Enzymatic and bioinspired iron oxidation chemistry: a computational study
- Autores: Lorenzo D'Amore
- Directores de la Tesis: Marcel Swart (dir. tes.), Sílvia Osuna Oliveras (codir. tes.)
- Lectura: En la Universitat de Girona ( España ) en 2021
- Idioma: español
- Tribunal Calificador de la Tesis: Jean-Didier Maréchal (presid.), Anna Company Casadevall (secret.), Vera Krewald (voc.)
- Materias:
- Enlaces
- Tesis en acceso abierto en: TDX
- Resumen
The oxidative activation of C(sp3)–H bonds under ambient conditions represents a challenge to modern chemistry, nevertheless it is commonly operated in Nature by various oxygenases in key metabolic transformation and biological synthesis. In these enzymes, pre-organized active sites containing powerful electrophilic high-valent heme and non-heme iron-oxo intermediates are capable of stabilizing the transition state, thereby enhancing the reaction rate. In this regard, the spin state and metal coordination are pivotal, determining whether a reaction channel with lower (or higher) activation barrier is operative. On the other hand, besides ordered pockets, enzymes are inherently dynamic and their function is usually connected to accessible conformational states that can be sampled in solution. Laboratory evolution can alter enzymes conformational dynamics by modifying the natural amino acid sequence, populating active states which lead to enhanced catalytic traits or even enable novel functions. However, enzyme engineering can also profoundly impact evolvability, since the phenotypic consequences of sequence mutagenesis may ultimately depend upon the genetic background, which is best know as epistasis.

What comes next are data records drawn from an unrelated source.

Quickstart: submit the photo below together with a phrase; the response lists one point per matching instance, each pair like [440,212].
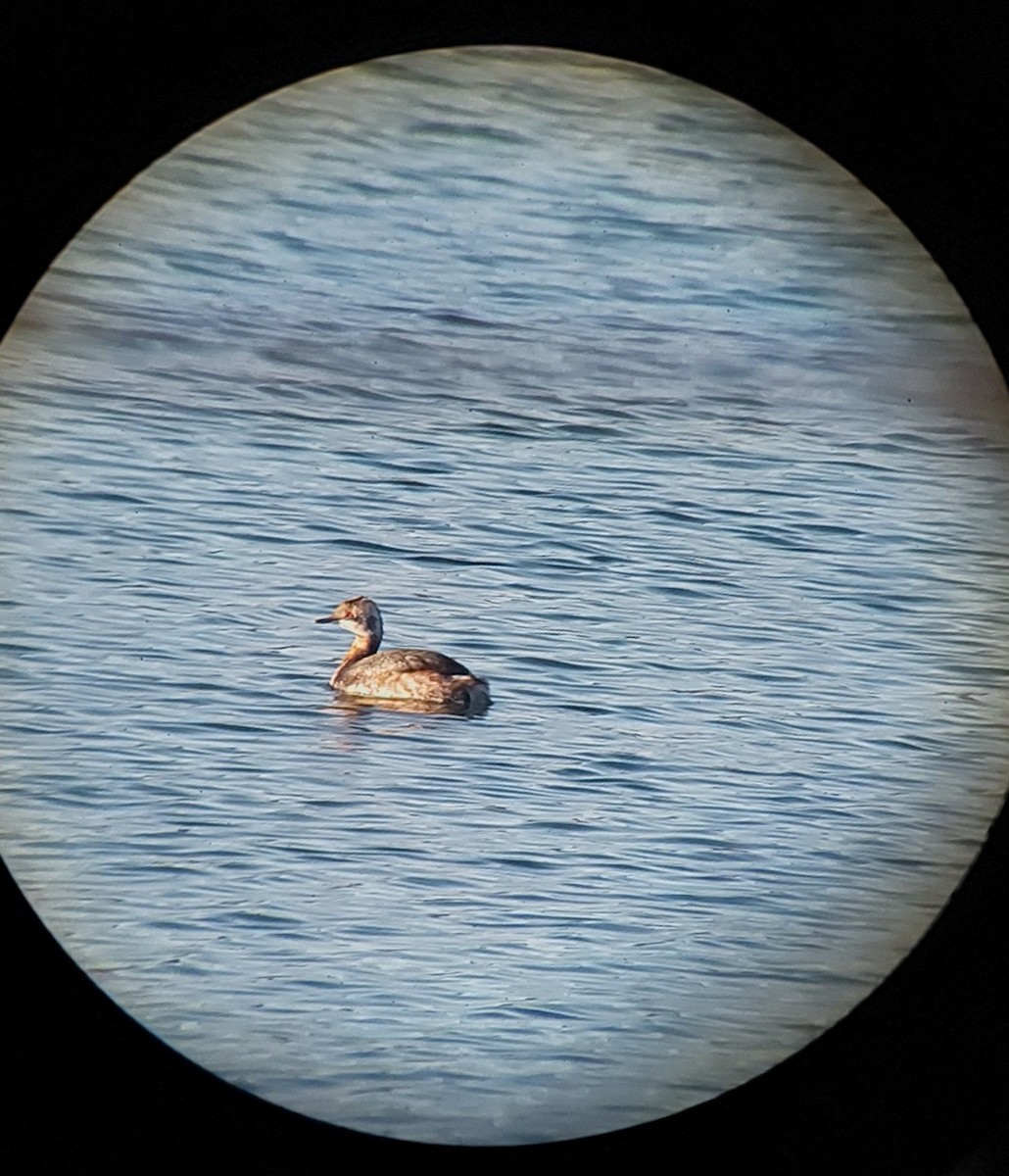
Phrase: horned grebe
[416,675]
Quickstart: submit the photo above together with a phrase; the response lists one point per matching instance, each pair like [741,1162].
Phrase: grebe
[417,675]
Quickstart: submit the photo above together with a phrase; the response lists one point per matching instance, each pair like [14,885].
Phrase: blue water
[611,389]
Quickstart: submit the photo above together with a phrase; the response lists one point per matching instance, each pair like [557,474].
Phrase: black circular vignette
[909,98]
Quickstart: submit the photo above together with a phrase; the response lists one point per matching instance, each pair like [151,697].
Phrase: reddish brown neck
[360,647]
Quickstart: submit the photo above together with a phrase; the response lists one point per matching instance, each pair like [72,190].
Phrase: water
[614,391]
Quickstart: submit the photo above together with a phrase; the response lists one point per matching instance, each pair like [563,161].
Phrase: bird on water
[409,675]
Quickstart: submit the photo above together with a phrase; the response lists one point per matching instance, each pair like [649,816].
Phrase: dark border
[911,98]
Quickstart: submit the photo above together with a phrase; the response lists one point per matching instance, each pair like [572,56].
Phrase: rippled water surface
[620,394]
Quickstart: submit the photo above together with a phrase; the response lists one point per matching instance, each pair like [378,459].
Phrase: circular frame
[909,101]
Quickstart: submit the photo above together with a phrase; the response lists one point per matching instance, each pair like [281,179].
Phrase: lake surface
[620,394]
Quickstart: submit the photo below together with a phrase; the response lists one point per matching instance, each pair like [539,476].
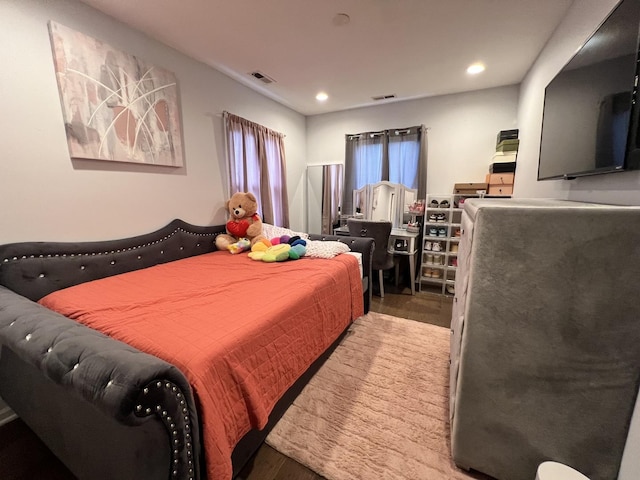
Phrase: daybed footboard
[106,408]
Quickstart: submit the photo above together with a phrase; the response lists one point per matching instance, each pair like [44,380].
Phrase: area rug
[378,407]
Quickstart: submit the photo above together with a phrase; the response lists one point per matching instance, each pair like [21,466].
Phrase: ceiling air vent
[384,97]
[262,77]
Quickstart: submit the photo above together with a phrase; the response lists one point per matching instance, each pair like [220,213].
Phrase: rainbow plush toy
[240,246]
[281,249]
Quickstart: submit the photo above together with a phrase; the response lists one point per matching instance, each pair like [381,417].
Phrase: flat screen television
[590,117]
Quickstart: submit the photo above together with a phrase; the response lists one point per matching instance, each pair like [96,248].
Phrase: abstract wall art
[115,106]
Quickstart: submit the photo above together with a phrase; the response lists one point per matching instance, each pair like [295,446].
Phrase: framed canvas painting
[116,106]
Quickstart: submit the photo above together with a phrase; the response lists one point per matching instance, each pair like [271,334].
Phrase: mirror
[384,198]
[360,203]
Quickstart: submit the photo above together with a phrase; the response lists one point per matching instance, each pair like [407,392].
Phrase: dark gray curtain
[397,155]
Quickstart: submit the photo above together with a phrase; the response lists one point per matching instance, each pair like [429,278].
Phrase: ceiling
[407,48]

This thesis presents a computational investigation of the C–H oxidative hydroxylation catalysed by both P450 enzymes and biologically inspired non-heme iron-oxo complexes, and includes inherently orthogonal aspects owing to the wide range of sizes and features of the systems studied, embracing the intrinsic chemical reactivity of C–H activation, as well as conformational dynamics, epistasis and their implications on the catalytic traits of laboratory-evolved P450-BM3 monooxygenase mutants.